Der Vergleich ist eine leichte Note von einem Mann, dessen Karriere alles andere als beiläufig war. Er hat sechs Jahrzehnte damit verbracht, über Berkshire-Hathaway-Aktien eines der größten Vermögen der Geschichte aufzubauen.

Das Vermögen hinter dem Schritt

Buffetts Nettovermögen ist durch seinen Anteil an dem Unternehmen stetig gewachsen. Im Juli 2026 war es mehr als 140 Milliarden Dollar wert.

Er hat seit 2006 bereits Aktien im Wert von rund 66 Milliarden Dollar verschenkt.

Was als Nächstes kommt

Buffett tritt nicht im herkömmlichen Sinne in den Ruhestand. Er bleibt Direktor und behält weiterhin erheblichen Einfluss auf das Unternehmen, das er aufgebaut hat. Die Änderung des Titels ist symbolisch, doch die Verschiebung der täglichen Verantwortung ist real.

Howard Buffett übernimmt die Rolle des Vorsitzenden mit einer Erfahrung, die drei Jahrzehnte im Vorstand umfasst.

Die Zusammensetzung des Vorstands und die Struktur der Geschäftsleitung bleiben unverändert. Diese Kontinuität ist ein Grund dafür, dass sich der Übergang reibungslos anfühlt — die Menschen, die das Unternehmen führen, bleiben dieselben, auch wenn die Titel wechseln.

Die Zahlen

  • Buffett war seit 1970 Vorsitzender
  • Er trat Ende letzten Jahres als CEO zurück
  • Sein Sohn Howard wird neuer Vorsitzender
  • Warren Buffett bleibt Direktor
  • Nettovermögen: mehr als 140 Milliarden Dollar im Juli 2026
  • Seit 2006 rund 66 Milliarden Dollar in Aktien gespendet

Die Übergabe ist bemerkenswert reibungslos. Buffetts Entscheidung scheint seine eigene zu sein, getroffen zu einem Zeitpunkt in seinem Leben, an dem er sich bereit fühlt, sich vom Vorsitz zurückzuziehen und dennoch engagiert zu bleiben.

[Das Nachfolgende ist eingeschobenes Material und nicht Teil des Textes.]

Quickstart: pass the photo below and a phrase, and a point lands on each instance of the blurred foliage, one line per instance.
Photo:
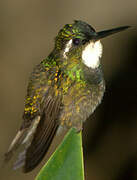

Das Auffälligste an dieser Ankündigung ist das Fehlen von Drama. Buffett wird nicht zum Rücktritt gezwungen. Er ist nicht krank. Er wechselt einfach in eine andere Rolle, und er tut dies mit einem Lächeln.

Das ist die Art von Abgang, die nur wenige schaffen. Die meisten Führungskräfte gehen mit Kontroversen oder Erschöpfung. Buffett geht mit Dankbarkeit und einem klaren Blick auf die Zukunft.

Das Unternehmen, das er aufgebaut hat, wird weiterbestehen. Der Mann, der es aufgebaut hat, wird von der Seitenlinie aus zusehen. Und die Aktionäre, denen diese Police gehört, werden hoffen, dass sie nie Ansprüche daraus geltend machen müssen.